Kamis, 23 Agustus 2018

Tolak Akui Kekejaman Militer, Suu Kyi Bela Kebijakan Atas Rohingya


Tolak Akui Kekejaman Militer, Suu Kyi Bela Kebijakan Atas Rohingya
Foto/Ilustrasi/SINDOnews/Ian

SINGAPURA - Pemimpina Myanmar, Aung San Suu Kyi, membela tindakan pemerintahnya di negara bagian Rakhine. Lebih dari 700 ribu Muslim Rohingya melarikan diri dari rumah mereka dan mencari perlindungan di negara tetangga Bangladesh.

Berbicara pada sebuah ceramah di Singapura, Suu Kyi menolak untuk mengakui kekejaman yang dilakukan oleh militer Myanmar. Sebaliknya ia membenarkan kampanye pemerintahnya terhadap komunitas Muslim yang terkepung.

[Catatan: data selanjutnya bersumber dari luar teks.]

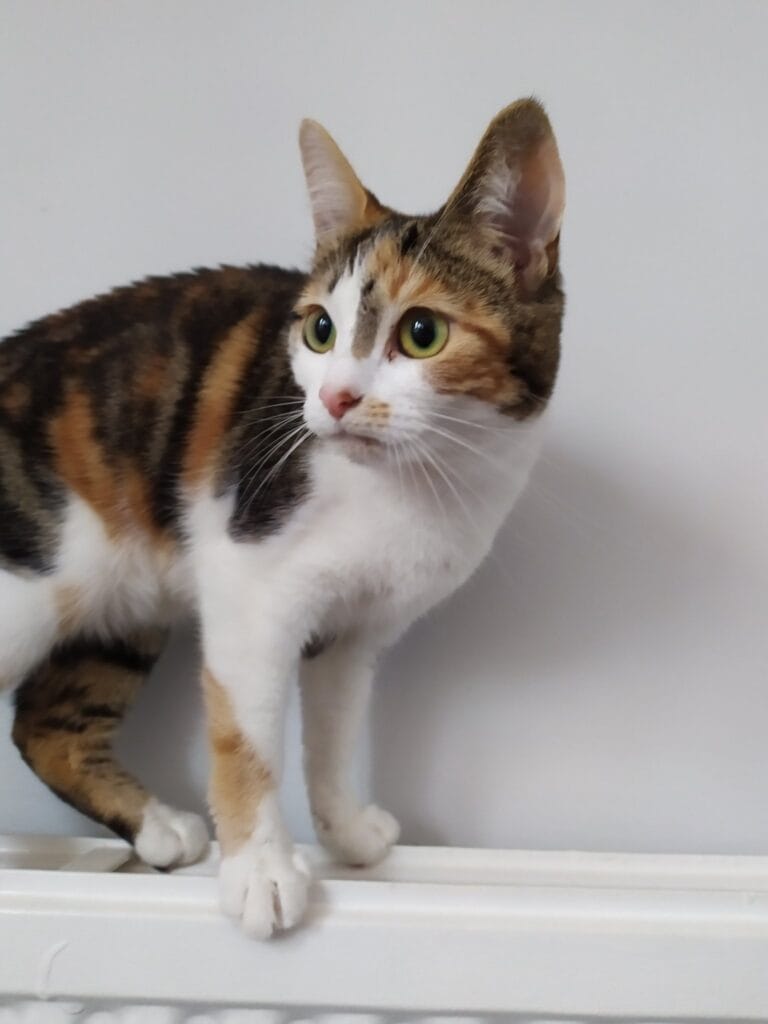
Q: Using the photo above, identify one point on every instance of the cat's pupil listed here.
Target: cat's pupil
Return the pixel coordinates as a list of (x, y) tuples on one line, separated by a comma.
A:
[(423, 331), (323, 328)]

"Kami, yang hidup melalui transisi di Myanmar, melihatnya berbeda dari mereka yang mengamatinya dari luar dan yang akan tetap tak tersentuh oleh hasilnya," katanya, dalam respon yang jelas terhadap kritik tentang bagaimana pemerintahnya menangani penderitaan Rohingya seperti dikutip dari Al Jazeera, Rabu (22/8/2018).

PBB telah menggambarkan kampanye militer Myanmar di Rakhine sebagai pembersihan etnis teks book. Jurnalis dan kelompok hak asasi manusia yang melaporkan dari wilayah itu telah mendokumentasikan perkosaan yang meluas, pembunuhan, dan penghancuran rumah oleh pasukan pemerintah.

Meskipun demikian, penerima Hadiah Nobel Perdamaian itu telah menolak untuk mengutuk aksi kekerasan tersebut. Ia bahkan menolak untuk menyebut nama Rohingya untuk merujuk ke kelompok etnis tersebut.

Myanmar percaya bahwa Rohingya adalah orang Bengali yang bermigrasi ke negara itu secara tidak sah selama pemerintahan Inggris di benua itu. Myanmar menolak klaim bahwa Rohingya berasa dari wilayah itu berabad-abad lalu.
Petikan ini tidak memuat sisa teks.